## Basic Time Series Analysis

This notebook demonstrates basic time series data analysis using scientific Python libraries such as [NumPY](http://www.numpy.org/).  This example uses air temperature data that is stored in HydroShare to derive daily aggregated values and store them in a new HydroShare resource.

## 1. Script Setup and Preparation

Before we begin our processing, we must import several libaries into this notebook.  The `%matplotlib inline` command tells the notebook server to place plots and figures directly into the notebook.

**Note:** You may see some matplotlib warnings if this is the first time you are running this notebook.
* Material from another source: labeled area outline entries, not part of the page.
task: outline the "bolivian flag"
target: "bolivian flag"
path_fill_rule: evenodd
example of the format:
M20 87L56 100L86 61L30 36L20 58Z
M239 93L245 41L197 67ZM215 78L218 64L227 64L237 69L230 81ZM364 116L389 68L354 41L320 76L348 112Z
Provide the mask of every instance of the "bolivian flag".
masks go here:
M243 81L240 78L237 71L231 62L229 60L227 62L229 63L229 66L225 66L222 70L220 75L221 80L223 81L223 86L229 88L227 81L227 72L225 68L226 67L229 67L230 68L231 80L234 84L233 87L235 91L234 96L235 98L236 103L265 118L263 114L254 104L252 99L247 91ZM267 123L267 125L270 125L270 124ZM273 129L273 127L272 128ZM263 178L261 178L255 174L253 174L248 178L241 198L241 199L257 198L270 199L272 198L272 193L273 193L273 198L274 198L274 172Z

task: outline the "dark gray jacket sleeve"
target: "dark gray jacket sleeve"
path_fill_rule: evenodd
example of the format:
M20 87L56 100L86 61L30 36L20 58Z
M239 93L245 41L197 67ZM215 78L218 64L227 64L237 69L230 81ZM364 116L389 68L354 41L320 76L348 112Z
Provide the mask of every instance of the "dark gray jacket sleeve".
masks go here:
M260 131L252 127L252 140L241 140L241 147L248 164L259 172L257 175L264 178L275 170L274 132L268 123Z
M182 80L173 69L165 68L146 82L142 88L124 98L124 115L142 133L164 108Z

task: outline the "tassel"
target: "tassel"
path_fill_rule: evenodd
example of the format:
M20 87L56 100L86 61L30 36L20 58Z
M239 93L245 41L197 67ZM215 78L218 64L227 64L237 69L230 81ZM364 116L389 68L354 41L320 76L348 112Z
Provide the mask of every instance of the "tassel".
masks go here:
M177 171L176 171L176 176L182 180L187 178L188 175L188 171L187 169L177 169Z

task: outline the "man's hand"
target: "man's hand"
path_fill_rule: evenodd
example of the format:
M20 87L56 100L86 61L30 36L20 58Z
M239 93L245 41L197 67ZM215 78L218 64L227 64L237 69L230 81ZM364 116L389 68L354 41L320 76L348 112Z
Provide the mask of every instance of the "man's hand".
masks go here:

These warnings can be ignored.

In [1]:
import os
import pandas
import itertools as it
from functools import reduce
from datetime import datetime
import matplotlib.pyplot as plt

%matplotlib inline

This resource contains a file with observation data called `BeaverDivideTemp.csv`

We'll use this file to derive daily minimum, maximum, and average air temperatures.  Lets preview this Beaver Divide temperature data by looping over the first 10 lines of the csv file that was downloaded.

In [2]:
# preview the content of the BeaverDivideTemp file
air_temp_csv = 'BeaverDivideTemp.csv'
with open(air_temp_csv) as f:
    for i in range(0, 10):
        print(f.readline())

Date,AirTemp-degC

10-30-2013 10:15:00, 20.91 

10-30-2013 12:00:00, 21.62 

10-30-2013 12:15:00, 21.87 

10-30-2013 12:30:00, 21.92 

10-31-2013 09:15:00, -174.4 

10-31-2013 09:30:00, -9999 

10-31-2013 09:45:00, -9999 

10-31-2013 10:30:00, -2.693 

10-31-2013 10:30:00, -2.693 



## 2. Time Series Analysis

Pandas is a data analysis library that we will be using to read and summarize our temperature data.  To get started, load the csv data into a Pandas DataFrame object using `read_csv`. This is a powerful function that allows us to skip commented lines, strip whitespace, as well as transform date strings into python objects.

In [None]:
# read all of the data into pandas
dateparse = lambda x: datetime.strptime(x, '%m-%d-%Y %H:%M:%S')
df  = pandas.read_csv(air_temp_csv, comment='#', delimiter=',', parse_dates=['Date'], date_parser=dateparse)

In [None]:
df

Determine if nodata values are included. Often these are represented by a very large negative number. 

In [None]:
df.min()

Subset our dataset to exclude nodata values. We'll also set a lower limit of -50C to remove any errors in the dataset.

In [None]:
df = df[df['AirTemp-degC'] > -50]

We can use built-in Pandas functions to derive daily aggregate temperatures. 

In [None]:
daily_min = df.groupby(pandas.Grouper(key='Date', freq='1D')).min()
daily_max = df.groupby(pandas.Grouper(key='Date', freq='1D')).max()
daily_ave = df.groupby(pandas.Grouper(key='Date', freq='1D')).mean()

In [None]:
daily_max

Visualize our derived data by using matplotlib.

In [None]:
# create a figure
fig, ax = plt.subplots(1,1,figsize=(15, 5))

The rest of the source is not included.